The form of the transaction between petitioners and National was clearly no more than a loan. Petitioners received a note and were paid interest thereon in accordance with its terms. The note stated specifically "that these funds*257 will be used in the leasing of equipment. AND for this promise, an assignment of a lease will be made to provide collateral security for the loan."

The assignment of the equipment lease to the petitioner stated:

THE ASSIGNMENT is made as security for all indebtedness, obligations and liabilities of the undersigned to set bank or lender, now or hereinafter existing, matured, absolute or contingent and howsoever created, evidenced or secured.

ALL PROCEEDS, received by said bank or lender by virtue of said assignment will be applied by said bank or lender upon the indebtedness, obligations and liabilities secured by the assignment.

IT IS AGREED that the bank or lender shall not be obligated and shall not be liable to collect, realize upon and obtain payment of the accounts, rights and demands assigned to it.
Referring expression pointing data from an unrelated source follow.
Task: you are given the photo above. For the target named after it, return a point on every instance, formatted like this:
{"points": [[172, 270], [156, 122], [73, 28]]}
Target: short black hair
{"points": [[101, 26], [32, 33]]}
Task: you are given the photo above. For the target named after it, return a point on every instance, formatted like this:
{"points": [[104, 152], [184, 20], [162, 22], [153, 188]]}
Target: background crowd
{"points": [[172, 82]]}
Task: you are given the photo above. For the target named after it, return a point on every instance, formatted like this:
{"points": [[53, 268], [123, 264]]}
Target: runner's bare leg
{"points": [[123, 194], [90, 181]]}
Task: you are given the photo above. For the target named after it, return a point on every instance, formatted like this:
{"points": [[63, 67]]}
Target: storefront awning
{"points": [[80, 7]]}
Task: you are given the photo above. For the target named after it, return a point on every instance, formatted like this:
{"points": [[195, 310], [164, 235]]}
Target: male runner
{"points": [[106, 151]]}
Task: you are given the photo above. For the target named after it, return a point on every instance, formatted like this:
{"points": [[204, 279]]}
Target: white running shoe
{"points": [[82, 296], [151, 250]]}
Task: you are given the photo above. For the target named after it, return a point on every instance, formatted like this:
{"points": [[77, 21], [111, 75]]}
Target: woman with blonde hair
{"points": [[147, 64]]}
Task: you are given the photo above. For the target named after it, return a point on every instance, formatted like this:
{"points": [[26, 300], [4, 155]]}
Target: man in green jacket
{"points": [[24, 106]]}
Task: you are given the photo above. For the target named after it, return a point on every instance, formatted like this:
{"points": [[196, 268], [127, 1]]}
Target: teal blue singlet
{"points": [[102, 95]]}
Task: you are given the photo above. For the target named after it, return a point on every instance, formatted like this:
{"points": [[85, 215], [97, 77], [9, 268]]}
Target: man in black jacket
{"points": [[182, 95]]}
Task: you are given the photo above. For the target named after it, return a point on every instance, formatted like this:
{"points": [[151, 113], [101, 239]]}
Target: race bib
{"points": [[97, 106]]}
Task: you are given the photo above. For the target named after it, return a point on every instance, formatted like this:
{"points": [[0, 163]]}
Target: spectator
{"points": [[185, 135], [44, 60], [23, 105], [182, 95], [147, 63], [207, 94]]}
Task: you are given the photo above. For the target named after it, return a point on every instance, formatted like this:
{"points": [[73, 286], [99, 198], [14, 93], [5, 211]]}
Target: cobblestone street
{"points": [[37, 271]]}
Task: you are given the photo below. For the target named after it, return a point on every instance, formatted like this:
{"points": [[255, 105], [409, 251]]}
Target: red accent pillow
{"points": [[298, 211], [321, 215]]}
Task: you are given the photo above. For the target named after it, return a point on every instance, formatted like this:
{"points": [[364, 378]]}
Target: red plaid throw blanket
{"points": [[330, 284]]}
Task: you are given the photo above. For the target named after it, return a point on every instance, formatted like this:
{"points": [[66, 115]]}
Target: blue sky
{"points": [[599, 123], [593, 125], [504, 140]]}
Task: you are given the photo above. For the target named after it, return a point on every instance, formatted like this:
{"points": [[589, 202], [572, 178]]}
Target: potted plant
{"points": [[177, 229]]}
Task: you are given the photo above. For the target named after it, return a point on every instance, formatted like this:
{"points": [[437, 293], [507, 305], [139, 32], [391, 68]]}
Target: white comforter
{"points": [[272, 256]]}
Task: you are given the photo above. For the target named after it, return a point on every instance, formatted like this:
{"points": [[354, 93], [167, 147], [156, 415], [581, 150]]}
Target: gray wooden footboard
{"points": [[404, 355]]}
Any and all sums which the undersigned may receive from, on, or on account of said accounts, rights and demands will be promptly paid over to the bank or lender by the undersigned only in such amounts as agreed upon by and between the assignee and assignor to amortize the indebtedness.

So long as the debtor paid interest on the note in accordance with its terms, petitioners*258 could acquire no interest in the collateral securing such note. Since the petitioners did not have an interest in the collateral itself, petitioners were not entitled to either the investment credit or depreciation with respect to the leased property.

Decision will be entered under Rule 155 in docket no. 399-78 in order to reflect certain concessions made by the respondent.

Decision will be entered for the respondent in docket no. 400-78.


Footnotes

  • 1. Unless otherwise indicated, all statutory references are to the Internal Revenue Code of 1954, as amended.